Magari l’opera si svilupperà sotto forma di un flusso di coscienza come l’Ulisse di Joyce; altrimenti non riusciamo a trovare altre spiegazioni alle scelte di regia di Ross.

Siamo negli Stati Uniti degli anni ‘60, l’epoca delle lotte per il riconoscimento dei diritti civili dei neri.

Elwood Curtis (Ethan Herisse) è un giovane promettente afroamericano che si sta recando alla scuola superiore e che accetterà un passaggio in auto dalla persona sbagliata; un ladro.

Finirà così alla Nickel Academy, un riformatorio, dove cercherà si sopravvivere alla dura vita quotidiana aiutato anche dall’amicizia stretta con Jack Turner (Brandon Wilson).

Il film parte proprio dall’infanzia di Elwood, passata insieme alla nonna Hattie (Aunjanue Ellis), venti minuti quasi completamente privi di dialoghi composti di sequenze brevissime, alle volte sotto il minuto.

Frammenti di vita che sembrano buttati a caso tra inquadrature sghembe e dettagli apparentemente insignificanti; un primo piano del protagonista che raccoglie una monetina, lui bambino che gioca con la nonna sotto le candide coperte, dettagli del ferro da stiro o di una fila di scarpe in un corridoio.
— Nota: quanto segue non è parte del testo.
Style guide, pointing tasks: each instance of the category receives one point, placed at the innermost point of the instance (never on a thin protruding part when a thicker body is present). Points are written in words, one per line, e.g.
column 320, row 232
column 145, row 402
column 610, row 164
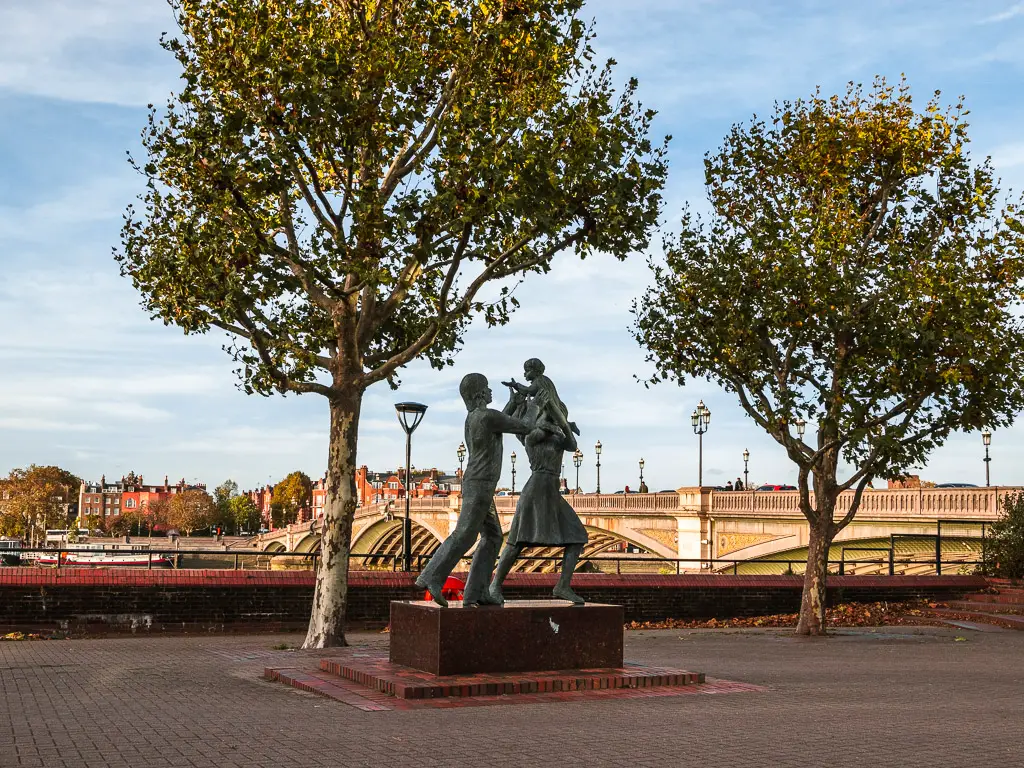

Ben presto si capisce il gioco; si tratta sostanzialmente di soggettive del protagonista.

Il problema è che il 90% del film è praticamente girato così, alternando soggettive e semi-soggetive.

Magari l’intento sarà stato quello di portare ad una totale identificazione con il protagonista; il risultato è che si capisce poco o nulla.

Le cose si complicano ancora di più quando entra in scena Jack, visto che i due punti di vista si sovrapporranno.

Non contento Ross ogni tanto infila immagini estranee alla vicenda; sequenze da La parete di fango (1958) di Stanley Kramer o della missione dell’Apollo 8; entrambe a fare da contrappunto alla storia alla quale stiamo assistendo, per analogia o metafora.

Ma non finisce qui, perché l’estro sperimentale del nostro intrepido autore trova sfogo in seuqneze oniriche o brevi inserti fatti da foto, cartoni animati e quant’altro, il tutto mentre il film procede inesorabile per più di due interminabili ore sempre tra soggettive e semi-soggettive.

Il caos raggiunge l’apice quando cominciano brevissimi frammenti in flash-forward che mostrano il futuro di uno dei due protagonisti o verso il finale quando il solito collage incomprensibile di brevi frammenti ci illustrano una sorta di possibile sviluppo alternativo.

Insomma RaMel Ross gioca a fare il regista “sperimentale” con esiti disastrosi per la pazienza dello spettatore.

Lasciamo perdere poi l’aspetto di denuncia, visto che i soprusi perpetrati nella Nickel Academy rimangono spesso sullo sfondo o fuori campo e vengono affrontati superficialemente o in maniera raffazzonata come tutto il resto.